Lesotho’s Mountain Gamble: A $6.2 Billion Bet on Hydropower and AI

Lesotho is not a name that typically appears in conversations about the global artificial intelligence race. A landlocked mountain kingdom of roughly 2.3 million people, entirely surrounded by South Africa, with an economy smaller than many mid-sized cities — it is an unlikely candidate for a headline-grabbing tech infrastructure deal. And yet that is precisely what has happened.
The Lesotho government has signed a binding $6.2 billion agreement with US-based Convalt Energy to build the Kobong Hydropower and AI Data Centre Project, a combined development near the Kobong Dam in the mountainous Mokhotlong district. The plan calls for at least 1,200 megawatts of renewable hydropower, alongside up to 4.6 gigawatts of solar generation and 4 gigawatt-hours of battery storage, all feeding a green-powered data centre designed to serve regional and international digital demand. To put the scale in perspective: the investment is worth nearly three times Lesotho’s entire annual GDP, and it would represent more than a sixteen-fold increase over the country’s current electricity generation capacity, which currently relies heavily on imports from South Africa’s Eskom.
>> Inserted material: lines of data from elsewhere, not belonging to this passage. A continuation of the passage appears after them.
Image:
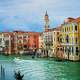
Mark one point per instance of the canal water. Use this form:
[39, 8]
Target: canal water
[40, 69]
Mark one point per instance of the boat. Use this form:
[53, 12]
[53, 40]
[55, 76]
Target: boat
[17, 59]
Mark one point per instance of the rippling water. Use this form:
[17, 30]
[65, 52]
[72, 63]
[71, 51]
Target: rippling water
[41, 69]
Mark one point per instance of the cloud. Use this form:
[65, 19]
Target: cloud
[29, 14]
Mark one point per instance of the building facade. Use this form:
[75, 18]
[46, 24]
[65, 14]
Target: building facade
[70, 39]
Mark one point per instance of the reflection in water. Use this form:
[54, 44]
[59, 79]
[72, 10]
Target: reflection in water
[42, 70]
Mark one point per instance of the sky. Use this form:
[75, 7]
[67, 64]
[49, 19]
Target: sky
[28, 15]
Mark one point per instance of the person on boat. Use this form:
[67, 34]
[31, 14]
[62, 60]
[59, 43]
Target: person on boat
[18, 76]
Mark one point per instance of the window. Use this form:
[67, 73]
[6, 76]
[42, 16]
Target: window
[65, 29]
[72, 50]
[76, 50]
[67, 39]
[75, 27]
[76, 40]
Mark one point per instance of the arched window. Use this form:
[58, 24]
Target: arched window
[67, 39]
[75, 27]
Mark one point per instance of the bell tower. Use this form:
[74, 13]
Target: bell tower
[46, 18]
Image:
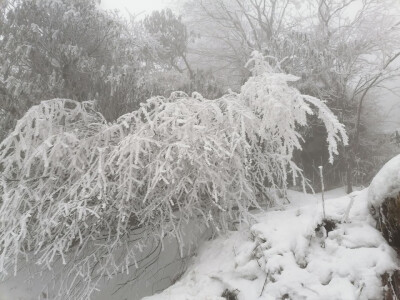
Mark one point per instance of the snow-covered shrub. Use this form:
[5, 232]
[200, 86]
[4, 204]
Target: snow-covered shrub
[90, 194]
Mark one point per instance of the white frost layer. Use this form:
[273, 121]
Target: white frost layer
[282, 257]
[386, 183]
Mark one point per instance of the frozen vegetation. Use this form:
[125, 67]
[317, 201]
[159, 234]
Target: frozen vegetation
[288, 254]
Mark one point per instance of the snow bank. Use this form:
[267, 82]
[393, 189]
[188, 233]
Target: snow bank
[283, 256]
[386, 183]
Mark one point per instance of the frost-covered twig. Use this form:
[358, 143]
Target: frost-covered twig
[104, 192]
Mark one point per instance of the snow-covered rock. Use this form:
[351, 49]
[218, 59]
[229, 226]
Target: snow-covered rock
[386, 184]
[288, 255]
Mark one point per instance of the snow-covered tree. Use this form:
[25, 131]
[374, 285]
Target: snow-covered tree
[82, 197]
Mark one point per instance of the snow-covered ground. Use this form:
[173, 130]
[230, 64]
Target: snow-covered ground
[282, 255]
[285, 256]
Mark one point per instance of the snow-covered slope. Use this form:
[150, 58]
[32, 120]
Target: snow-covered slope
[287, 255]
[386, 183]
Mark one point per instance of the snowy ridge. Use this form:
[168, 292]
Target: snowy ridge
[283, 256]
[386, 183]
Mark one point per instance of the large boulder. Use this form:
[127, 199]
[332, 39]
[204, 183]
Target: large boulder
[384, 202]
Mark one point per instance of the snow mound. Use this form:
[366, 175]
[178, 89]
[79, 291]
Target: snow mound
[289, 255]
[386, 183]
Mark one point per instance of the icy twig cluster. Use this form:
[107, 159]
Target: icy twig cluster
[78, 191]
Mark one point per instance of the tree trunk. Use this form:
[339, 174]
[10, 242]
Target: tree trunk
[389, 225]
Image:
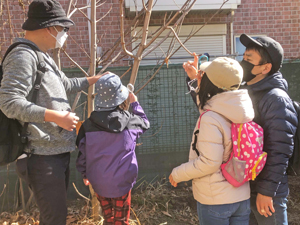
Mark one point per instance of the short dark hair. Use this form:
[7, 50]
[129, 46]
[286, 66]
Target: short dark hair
[265, 58]
[207, 90]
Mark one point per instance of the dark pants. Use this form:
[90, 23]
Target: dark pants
[48, 178]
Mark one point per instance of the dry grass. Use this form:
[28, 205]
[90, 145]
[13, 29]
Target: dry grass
[153, 203]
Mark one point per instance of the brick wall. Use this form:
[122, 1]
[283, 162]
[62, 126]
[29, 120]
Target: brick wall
[274, 18]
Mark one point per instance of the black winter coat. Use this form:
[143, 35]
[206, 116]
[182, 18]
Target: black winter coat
[274, 111]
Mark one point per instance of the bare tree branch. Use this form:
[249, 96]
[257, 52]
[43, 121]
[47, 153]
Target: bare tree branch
[80, 10]
[175, 35]
[112, 61]
[76, 64]
[122, 31]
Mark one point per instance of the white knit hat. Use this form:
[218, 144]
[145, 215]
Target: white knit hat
[223, 72]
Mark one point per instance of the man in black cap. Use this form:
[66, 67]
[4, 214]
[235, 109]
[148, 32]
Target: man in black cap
[51, 134]
[274, 111]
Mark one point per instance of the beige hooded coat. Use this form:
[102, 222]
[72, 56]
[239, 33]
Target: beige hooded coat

Why should business leaders elsewhere on the continent pay attention to a project in one of Africa’s smallest economies? Because it captures, in one deal, two of the defining forces reshaping global infrastructure investment: the insatiable appetite for AI computing power, and the recognition that reliable, low-carbon electricity is now the binding constraint on where that computing power gets built. Data centre developers worldwide have run into the same wall — plenty of demand for AI infrastructure, not enough clean power to run it. Lesotho’s pitch is to solve both problems at once, pairing dedicated hydropower generation directly with the facility it powers, an integrated model that sidesteps the grid bottlenecks that have delayed similar projects elsewhere.
There is also a quieter geopolitical story here. Convalt’s arrival marks a notable return of American private capital into African infrastructure, a sector where Chinese state-backed firms have dominated for years under Belt and Road-style financing. The US Embassy in Lesotho has framed the deal as one that will generate substantial American manufacturing exports alongside local jobs, clean energy, and economic development — a rare instance of Washington and a small African state finding mutual commercial interest at this scale.
Government officials in Maseru have been careful to temper expectations. This is a binding memorandum of understanding, not a final construction commitment, and feasibility studies, environmental assessments, and financing arrangements all still need to be completed before ground is broken, with construction not expected to begin until 2029. Convalt itself is a relatively young company whose largest completed project to date is a modest 8-megawatt facility in India, a gap between ambition and track record that serious investors will be watching closely.
But even accounting for that healthy scepticism, the signal is hard to ignore. If even a fraction of this project materialises, Lesotho could shift from being a net importer of electricity to a regional power exporter and a genuine node in Africa’s digital economy — proof that scale of opportunity, not size of country, is what increasingly attracts the world’s biggest infrastructure bets.